Tras treinta días de cerco, ya no quedan provisiones en las despensas del oppidum de Alesia. La esperanza se esfuma también del corazón de Vercingétorix, el joven noble averno que encabeza la rebelión de las tribus galas en el invierno de 53/52 a.C. contra la presencia romana, contra un indoblegable y astuto procónsul llamado Julio César. El caudillo se niega a prolongar la resistencia recurriendo al canibalismo, como propone uno de sus secuaces, y otea continuamente el horizonte en busca de una salvación que no llega, hasta que finalmente lo hace como si fuese un milagro propiciado por los dioses: un gigantesco ejército de 8.000 jinetes y 250.000 infantes truena a lo lejos. Al frente cabalga su primo, Vercasivelauno.

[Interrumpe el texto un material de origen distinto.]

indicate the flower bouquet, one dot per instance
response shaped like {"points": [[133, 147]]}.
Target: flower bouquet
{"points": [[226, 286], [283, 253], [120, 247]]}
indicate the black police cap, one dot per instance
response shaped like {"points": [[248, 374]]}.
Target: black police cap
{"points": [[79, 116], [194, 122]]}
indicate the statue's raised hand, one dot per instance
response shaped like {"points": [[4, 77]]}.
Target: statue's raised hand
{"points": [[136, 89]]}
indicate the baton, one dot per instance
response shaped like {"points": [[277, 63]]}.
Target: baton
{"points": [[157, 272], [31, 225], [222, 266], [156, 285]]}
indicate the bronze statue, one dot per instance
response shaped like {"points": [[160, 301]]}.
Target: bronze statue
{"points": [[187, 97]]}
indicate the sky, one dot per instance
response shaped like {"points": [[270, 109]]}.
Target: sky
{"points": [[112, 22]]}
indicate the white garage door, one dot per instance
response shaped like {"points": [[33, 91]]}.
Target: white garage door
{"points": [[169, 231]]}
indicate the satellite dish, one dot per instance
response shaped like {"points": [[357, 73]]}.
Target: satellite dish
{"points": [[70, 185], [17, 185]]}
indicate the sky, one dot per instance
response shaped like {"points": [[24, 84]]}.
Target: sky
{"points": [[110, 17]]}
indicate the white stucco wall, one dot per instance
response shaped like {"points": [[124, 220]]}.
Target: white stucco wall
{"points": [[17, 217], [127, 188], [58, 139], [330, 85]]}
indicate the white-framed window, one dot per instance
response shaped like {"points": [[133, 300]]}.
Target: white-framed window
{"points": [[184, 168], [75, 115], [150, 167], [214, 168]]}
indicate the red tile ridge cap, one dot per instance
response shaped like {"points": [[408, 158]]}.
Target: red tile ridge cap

Los dos primeros intentos por atravesar las impresionantes líneas defensivas romanas —una doble circunvalación de 17 y 22,5 kilómetros con campamentos, fortines y torres reforzadas con pozos, trincheras y estacas afiladas— han sido repelidos. Pero el cobijo de la noche arroja una nueva oportunidad. Al norte de Alesia, en donde el río Rabutin desemboca en el Ose, se ha identificado un punto flaco protegido por dos legiones. Vercingétorix ordena desde dentro una serie de arremetidas en distintos puntos como elemento distractor. El verdadero ataque, el de la fuerza auxiliar, se lanza con ferocidad contra el enclave señalado.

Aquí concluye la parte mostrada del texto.